My writing began in the world of technology and design, where I authored and contributed to books focused on mobile development and product design. Writing instructional work required engagement with systems: how they are structured, how decisions get encoded into tools, and how seemingly neutral design choices shape behavior at scale. That early work trained me to think critically about infrastructure, process, and the invisible logic that governs how technology operates in everyday life.
Since then, my focus has expanded from how systems are built to what those systems produce culturally. I began writing essays that examined technology through the lenses of art, identity, ownership, and power, including contributions to anthologies such as On NFTs and Innovating Women. These pieces allowed me to explore how emerging technologies reshape authorship, access, and community, particularly for artists and underrepresented voices navigating digital and creative economies.
Today, much of my writing appears through Proof of Culture, an ongoing essay series and forthcoming book that examines how culture is created, documented, preserved, and contested in the digital age. At its core is a simple premise: culture leaves evidence.
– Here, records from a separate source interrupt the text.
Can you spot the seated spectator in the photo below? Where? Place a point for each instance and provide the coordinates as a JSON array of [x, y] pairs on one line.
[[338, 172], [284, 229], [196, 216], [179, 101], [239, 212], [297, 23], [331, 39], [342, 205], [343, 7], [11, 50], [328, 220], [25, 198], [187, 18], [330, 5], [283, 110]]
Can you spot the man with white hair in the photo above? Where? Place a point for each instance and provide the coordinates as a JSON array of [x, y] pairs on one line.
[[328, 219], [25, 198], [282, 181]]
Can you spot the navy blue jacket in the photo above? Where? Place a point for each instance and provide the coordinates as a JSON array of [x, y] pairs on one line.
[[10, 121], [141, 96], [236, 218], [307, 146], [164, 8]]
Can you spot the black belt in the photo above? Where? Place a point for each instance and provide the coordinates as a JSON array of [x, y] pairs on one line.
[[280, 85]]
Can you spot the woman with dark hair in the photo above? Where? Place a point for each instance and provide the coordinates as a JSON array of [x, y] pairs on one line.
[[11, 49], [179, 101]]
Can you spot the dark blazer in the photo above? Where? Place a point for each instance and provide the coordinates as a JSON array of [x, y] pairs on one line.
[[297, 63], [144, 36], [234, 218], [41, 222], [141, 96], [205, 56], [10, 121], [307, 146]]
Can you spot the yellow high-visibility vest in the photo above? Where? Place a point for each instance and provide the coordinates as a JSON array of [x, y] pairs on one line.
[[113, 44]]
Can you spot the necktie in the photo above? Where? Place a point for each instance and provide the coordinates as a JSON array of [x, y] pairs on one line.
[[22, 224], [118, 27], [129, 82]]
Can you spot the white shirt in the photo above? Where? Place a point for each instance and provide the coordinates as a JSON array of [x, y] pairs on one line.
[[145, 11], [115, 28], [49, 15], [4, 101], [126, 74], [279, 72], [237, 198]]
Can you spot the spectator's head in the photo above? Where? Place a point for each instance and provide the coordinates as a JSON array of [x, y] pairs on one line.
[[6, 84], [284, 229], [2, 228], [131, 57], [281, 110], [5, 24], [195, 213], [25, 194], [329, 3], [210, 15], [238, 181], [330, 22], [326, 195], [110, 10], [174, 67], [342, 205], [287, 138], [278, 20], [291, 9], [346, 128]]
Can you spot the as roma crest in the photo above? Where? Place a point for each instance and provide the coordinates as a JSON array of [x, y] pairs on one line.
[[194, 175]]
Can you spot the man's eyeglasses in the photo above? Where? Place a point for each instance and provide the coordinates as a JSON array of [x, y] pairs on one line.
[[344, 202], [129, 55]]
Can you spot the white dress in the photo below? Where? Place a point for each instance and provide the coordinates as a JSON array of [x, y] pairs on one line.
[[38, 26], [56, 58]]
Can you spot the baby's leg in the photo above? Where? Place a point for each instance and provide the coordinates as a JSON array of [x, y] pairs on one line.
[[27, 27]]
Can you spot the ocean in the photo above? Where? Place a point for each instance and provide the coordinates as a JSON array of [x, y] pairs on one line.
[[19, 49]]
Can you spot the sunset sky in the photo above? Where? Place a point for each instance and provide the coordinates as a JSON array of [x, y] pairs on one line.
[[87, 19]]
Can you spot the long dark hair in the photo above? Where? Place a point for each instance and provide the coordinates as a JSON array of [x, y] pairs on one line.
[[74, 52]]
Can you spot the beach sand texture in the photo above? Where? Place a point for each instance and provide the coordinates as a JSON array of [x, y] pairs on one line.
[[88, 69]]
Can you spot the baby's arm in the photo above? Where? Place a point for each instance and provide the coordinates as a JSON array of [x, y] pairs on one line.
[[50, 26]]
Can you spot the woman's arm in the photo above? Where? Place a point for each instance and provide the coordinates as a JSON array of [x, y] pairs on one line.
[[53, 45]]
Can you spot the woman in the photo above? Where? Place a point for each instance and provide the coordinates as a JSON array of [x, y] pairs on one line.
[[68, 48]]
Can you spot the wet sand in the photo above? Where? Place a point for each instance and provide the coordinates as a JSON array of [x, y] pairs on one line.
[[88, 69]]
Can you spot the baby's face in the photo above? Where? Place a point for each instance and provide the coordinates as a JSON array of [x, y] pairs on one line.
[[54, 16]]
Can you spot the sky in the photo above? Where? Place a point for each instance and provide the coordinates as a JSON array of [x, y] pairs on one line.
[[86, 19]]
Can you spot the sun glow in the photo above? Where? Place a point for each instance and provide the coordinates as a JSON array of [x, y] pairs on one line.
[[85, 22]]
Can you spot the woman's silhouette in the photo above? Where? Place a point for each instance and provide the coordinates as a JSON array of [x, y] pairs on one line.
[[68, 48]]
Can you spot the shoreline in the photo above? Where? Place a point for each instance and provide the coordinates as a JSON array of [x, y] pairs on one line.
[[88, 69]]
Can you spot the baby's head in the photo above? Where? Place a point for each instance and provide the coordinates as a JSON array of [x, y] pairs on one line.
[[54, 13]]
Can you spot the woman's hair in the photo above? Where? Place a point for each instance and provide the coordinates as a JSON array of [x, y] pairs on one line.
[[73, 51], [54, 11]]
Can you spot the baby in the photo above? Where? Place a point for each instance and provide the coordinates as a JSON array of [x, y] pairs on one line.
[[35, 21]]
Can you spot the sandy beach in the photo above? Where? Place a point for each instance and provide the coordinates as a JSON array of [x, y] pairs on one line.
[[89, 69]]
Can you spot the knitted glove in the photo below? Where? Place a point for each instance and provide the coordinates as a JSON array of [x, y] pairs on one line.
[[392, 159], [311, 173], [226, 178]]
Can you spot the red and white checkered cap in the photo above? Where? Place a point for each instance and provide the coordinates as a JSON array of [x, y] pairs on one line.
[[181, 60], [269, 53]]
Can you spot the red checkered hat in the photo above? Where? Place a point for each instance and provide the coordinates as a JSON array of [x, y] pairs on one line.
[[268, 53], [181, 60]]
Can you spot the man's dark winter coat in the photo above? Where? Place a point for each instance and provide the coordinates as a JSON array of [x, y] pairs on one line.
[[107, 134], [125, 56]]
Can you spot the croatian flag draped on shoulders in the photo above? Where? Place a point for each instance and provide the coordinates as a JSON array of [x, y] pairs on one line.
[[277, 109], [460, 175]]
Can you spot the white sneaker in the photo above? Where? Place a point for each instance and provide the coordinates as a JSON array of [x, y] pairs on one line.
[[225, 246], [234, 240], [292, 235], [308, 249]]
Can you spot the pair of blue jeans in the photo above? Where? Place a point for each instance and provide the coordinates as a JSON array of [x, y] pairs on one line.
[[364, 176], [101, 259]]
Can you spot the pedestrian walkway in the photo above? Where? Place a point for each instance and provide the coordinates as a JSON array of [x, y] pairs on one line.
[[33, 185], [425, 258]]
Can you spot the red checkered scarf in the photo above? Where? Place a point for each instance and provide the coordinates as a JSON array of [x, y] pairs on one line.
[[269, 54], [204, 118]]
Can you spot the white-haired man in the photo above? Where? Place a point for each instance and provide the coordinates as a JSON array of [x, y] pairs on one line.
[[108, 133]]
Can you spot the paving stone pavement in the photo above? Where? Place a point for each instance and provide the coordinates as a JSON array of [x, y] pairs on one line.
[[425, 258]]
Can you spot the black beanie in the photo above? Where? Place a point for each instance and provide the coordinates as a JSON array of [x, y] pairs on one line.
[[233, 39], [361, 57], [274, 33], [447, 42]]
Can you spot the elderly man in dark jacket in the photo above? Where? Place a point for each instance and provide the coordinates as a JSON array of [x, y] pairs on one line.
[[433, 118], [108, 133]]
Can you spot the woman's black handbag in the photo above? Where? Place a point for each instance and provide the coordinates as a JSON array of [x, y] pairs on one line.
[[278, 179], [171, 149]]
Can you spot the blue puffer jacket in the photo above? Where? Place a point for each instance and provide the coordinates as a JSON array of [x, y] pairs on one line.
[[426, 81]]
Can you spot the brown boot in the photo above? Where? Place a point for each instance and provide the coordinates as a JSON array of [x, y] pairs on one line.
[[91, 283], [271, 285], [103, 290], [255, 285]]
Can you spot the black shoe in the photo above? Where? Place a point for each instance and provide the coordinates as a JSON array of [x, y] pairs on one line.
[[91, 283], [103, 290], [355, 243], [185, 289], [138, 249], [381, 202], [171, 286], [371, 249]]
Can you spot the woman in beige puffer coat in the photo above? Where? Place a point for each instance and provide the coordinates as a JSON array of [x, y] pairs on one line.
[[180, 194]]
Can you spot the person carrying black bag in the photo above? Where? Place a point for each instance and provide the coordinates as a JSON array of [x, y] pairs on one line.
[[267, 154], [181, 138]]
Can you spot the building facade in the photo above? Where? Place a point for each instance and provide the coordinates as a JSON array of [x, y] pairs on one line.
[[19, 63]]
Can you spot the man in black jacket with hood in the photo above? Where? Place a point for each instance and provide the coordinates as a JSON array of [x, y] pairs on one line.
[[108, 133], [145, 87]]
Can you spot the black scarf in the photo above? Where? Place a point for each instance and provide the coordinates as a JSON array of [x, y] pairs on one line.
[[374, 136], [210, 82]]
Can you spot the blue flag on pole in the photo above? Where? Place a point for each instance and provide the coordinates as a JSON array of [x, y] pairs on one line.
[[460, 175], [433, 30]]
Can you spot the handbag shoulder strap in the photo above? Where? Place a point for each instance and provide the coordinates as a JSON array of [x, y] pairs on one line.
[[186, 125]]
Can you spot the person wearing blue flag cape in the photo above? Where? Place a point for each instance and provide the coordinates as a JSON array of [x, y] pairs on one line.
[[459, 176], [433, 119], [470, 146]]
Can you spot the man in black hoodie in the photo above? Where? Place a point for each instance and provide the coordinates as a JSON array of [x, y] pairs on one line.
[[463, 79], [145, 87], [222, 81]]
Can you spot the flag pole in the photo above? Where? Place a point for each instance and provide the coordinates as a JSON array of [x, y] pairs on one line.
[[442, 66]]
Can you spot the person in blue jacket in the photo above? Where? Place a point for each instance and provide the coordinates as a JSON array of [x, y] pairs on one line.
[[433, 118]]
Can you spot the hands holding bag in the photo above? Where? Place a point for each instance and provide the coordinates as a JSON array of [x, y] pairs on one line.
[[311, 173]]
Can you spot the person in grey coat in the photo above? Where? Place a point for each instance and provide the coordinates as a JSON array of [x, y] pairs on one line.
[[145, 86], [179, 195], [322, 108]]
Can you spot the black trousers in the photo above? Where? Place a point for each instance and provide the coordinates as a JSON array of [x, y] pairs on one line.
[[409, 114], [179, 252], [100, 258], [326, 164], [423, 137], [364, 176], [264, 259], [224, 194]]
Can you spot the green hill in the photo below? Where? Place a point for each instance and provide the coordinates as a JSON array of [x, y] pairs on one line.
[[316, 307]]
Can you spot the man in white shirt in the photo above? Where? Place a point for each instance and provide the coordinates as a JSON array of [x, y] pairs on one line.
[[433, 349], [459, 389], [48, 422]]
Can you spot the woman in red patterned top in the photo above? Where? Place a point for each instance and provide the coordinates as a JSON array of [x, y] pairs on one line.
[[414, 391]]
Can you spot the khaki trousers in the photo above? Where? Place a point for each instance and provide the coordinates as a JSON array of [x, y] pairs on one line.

From memes and reaction images to digital artworks, online communities, and blockchain records, contemporary culture produces traces that future generations may look to as evidence of who we were, what we valued, and how we communicated.
Through these essays, I explore questions of cultural memory, authorship, preservation, and power, with particular attention to digital art and the systems that shape its creation and circulation. The project asks what it means to preserve culture when so much of our collective experience now exists on platforms, in networks, and within digital archives that remain fragile, incomplete, or subject to disappearance.
My writing is informed by a broader practice that includes art-making, curation, collecting, community-building, and archival work. Across these disciplines, I return to the same central inquiry: who gets remembered, who gets erased, and who gets to define culture in the digital age.